You can use the DOE’s Repayment Estimator to calculate your monthly payments with each of the plans and decide which one to use. To use it, go to https://studentloans.gov/myDirectLoan/repaymentEstimator.action.
2. Consolidate your loans to make payments easier. Income-driven repayment plans are only available for Direct Loans. You will make a single payment for all of your loans if you consolidate them with a Direct Consolidation Loan.
Some federal student loans, such as subsidised federal Stafford loans and PLUS loans made to parents, are only eligible for income-driven repayment if combined with other loans.
3. Submit a Request for an Income-Driven Repayment Plan. You can apply for financial aid online at the Federal Student Aid website. Personal information such as your permanent address and phone number are required by the application. You must also provide financial details, such as your adjusted gross income.
The DOE calculates your adjusted gross income by contacting the IRS. You will be able to self-certify your income if you have no income or did not file taxes.
The application must be completed entirely online in a single session.

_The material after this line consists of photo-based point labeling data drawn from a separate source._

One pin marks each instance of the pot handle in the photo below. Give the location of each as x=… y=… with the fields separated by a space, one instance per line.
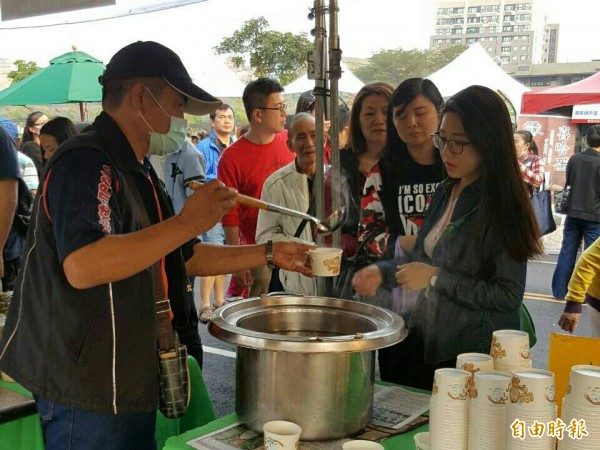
x=282 y=293
x=351 y=337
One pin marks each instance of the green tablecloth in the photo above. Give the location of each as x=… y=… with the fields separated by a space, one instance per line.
x=24 y=433
x=404 y=441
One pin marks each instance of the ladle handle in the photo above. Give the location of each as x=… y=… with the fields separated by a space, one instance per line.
x=251 y=202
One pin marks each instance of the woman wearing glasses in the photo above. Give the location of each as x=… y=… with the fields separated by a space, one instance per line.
x=470 y=257
x=30 y=145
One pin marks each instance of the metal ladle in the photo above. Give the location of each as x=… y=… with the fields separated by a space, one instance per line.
x=326 y=226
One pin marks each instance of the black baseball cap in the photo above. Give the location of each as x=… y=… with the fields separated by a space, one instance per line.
x=151 y=59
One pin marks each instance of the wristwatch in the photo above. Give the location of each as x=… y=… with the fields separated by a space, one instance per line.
x=433 y=279
x=269 y=254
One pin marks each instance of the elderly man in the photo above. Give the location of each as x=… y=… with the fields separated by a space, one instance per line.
x=247 y=163
x=81 y=332
x=291 y=186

The majority of applicants can finish the application in 10 minutes or less.
4. Every year, you should update your income and family size. Every year, you must provide information about your family size and annual income to all income-driven repayment plans. Based on this information, your monthly payment will be recalculated.
For example, if you recently married, your spouse’s income would be included in your income.
Log in to your studentloans.gov account and complete your application to re-certify your income and family size.
5. Make monthly payments for a period of 20 or 25 years. In general, if you have undergraduate education loans, your repayment period is 20 years. If you have graduate or professional school loans, the repayment period is 25 years. Any remaining balance on your student loans under the income-driven repayment plan will be forgiven at the end of the repayment period.
Periods when your required monthly payment is $0 still count towards the total repayment period as regular, on-time payments.
If you have a relatively high income in comparison to your total debt, you may be able to pay off your loans before the end of the repayment period. If this occurs, you are not eligible for forgiveness.
Combine programmes to get the most out of them! If you work under the PSLF programme and have an income-driven repayment plan, you may be able to have the remaining balance and interest forgiven after ten years rather than twenty or twenty-five.